You need an update. And this is it:
Now that Sal and I are down here, we visit.
M is still here. He is still fighting. He is still losing.
This living sentence makes a life term in prison seem like a luxury vacation.
This is long, hard and cruel. This is uncomprehendingly painful, impossible and bleak. And yet both M and his wife, D, live it. Endure it. Every day. MSA is terminal and it is equally interminable. It is way, way too much for anybody.
But, somehow, they are handling it.
I have no idea how either of them remain sane. That M still has a sense of humour and worries about D and that she is gracious and kind and somehow has enough energy to worry about their frequent guests is nothing short of heroic and the epitome of grace. Mother Teresa couldn’t have done as well.
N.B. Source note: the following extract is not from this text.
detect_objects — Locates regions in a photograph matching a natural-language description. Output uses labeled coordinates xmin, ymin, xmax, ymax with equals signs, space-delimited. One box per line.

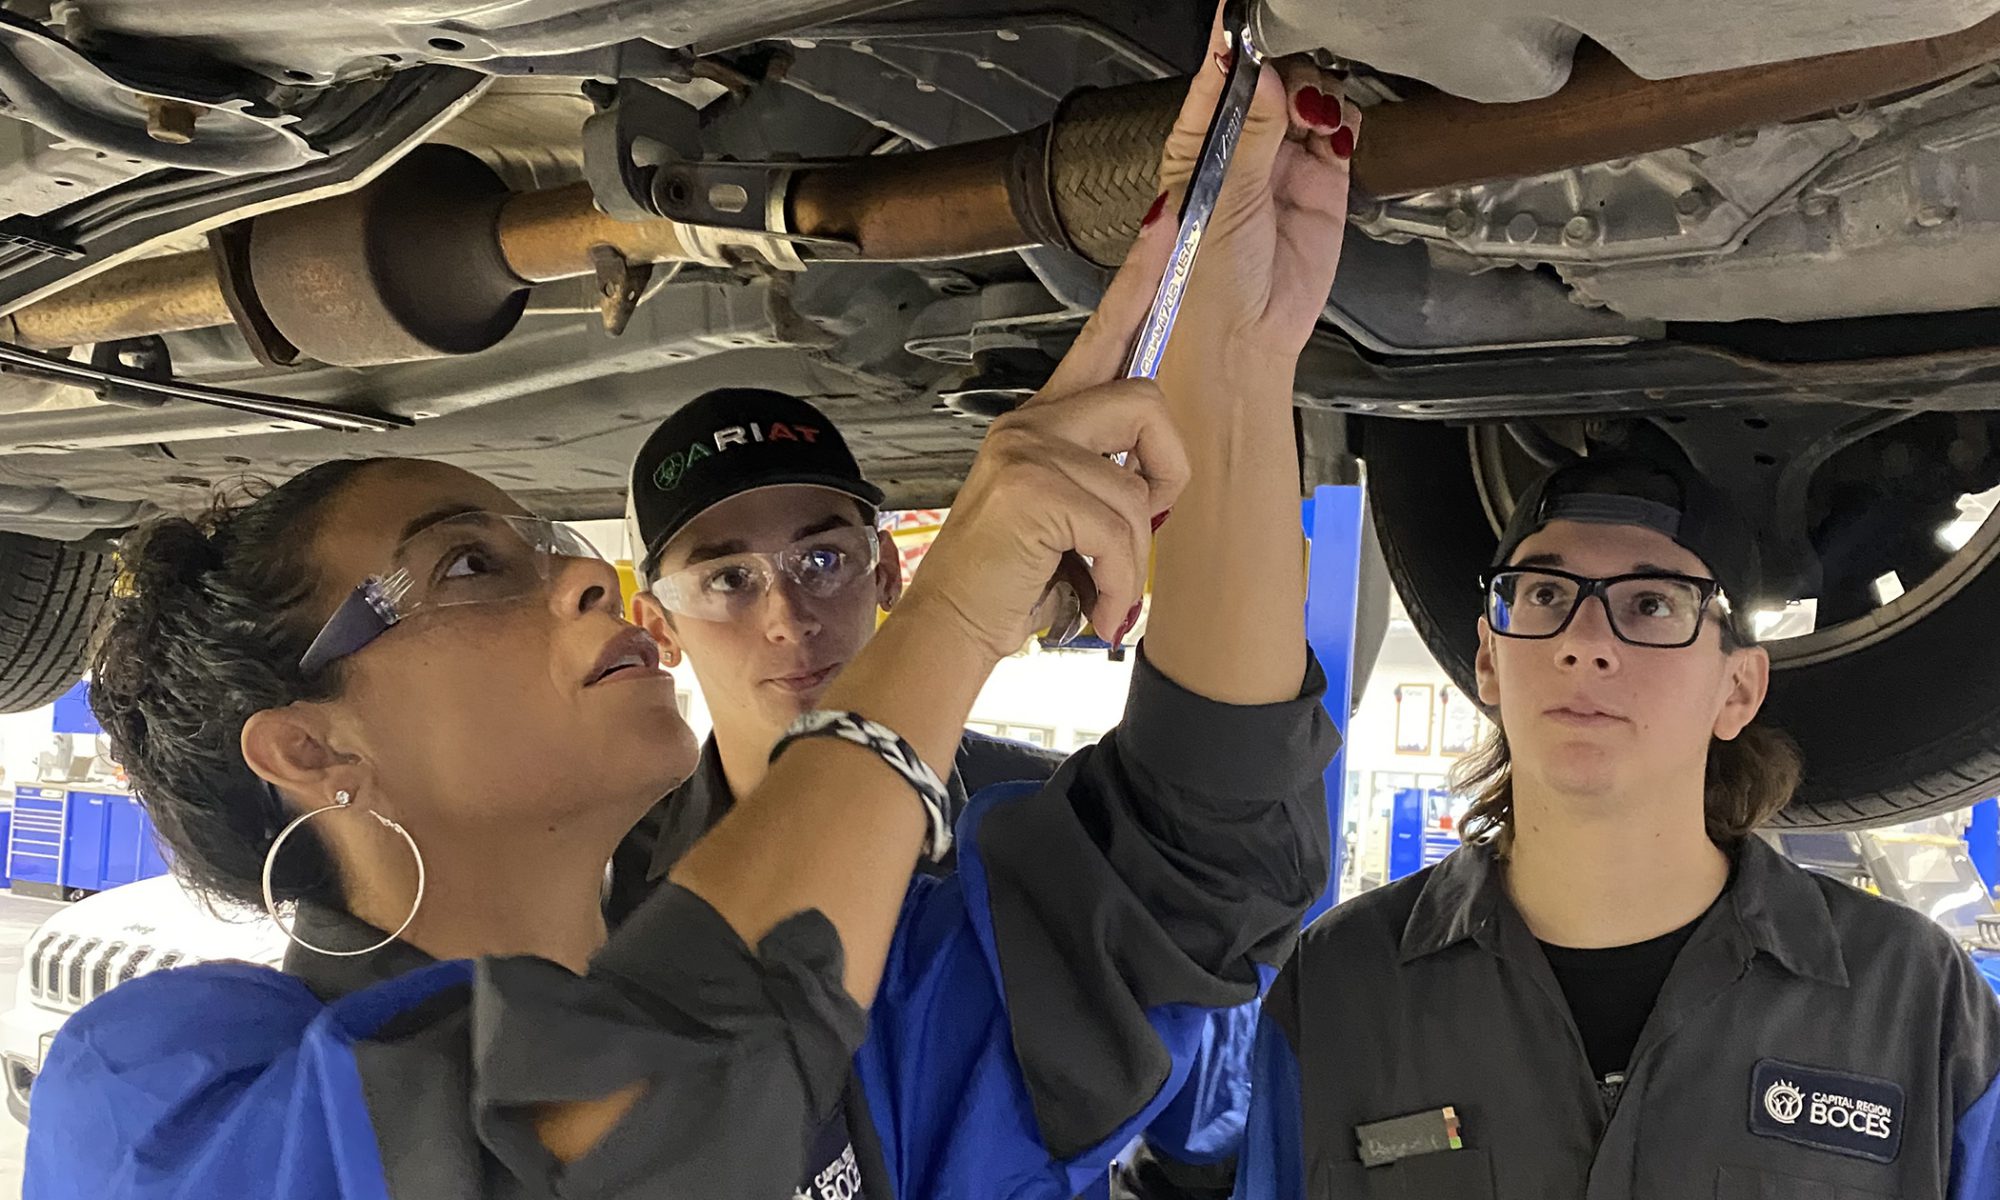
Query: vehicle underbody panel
xmin=0 ymin=0 xmax=1989 ymax=584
I can’t imagine anyone doing this well……..
…….maybe Stephen Hawking and his family.
I know M & D. And so I vote for M & D. Hawking is second.
That’s how bad this is.
And it is just getting worse.
I won’t go on. After a point, my writing about it causes me to put myself in M’s shoes. And I can’t take it. Not even for the brief time it takes to write a lousy 300 or so words. Even that is too much for me. I do it only as a tiny tribute to spirit, courage and love at a level I hope I never ever have to know.
But let me leave you with this: give M a thought. Give D one, too. And, while you are doing that, love all that you have and ever will have. Life can be and often is, nasty, brutish and short – but love can and does endure. I have that on the very best of authority – I see it all the time in my own life but I see it even more vividly when I visit them.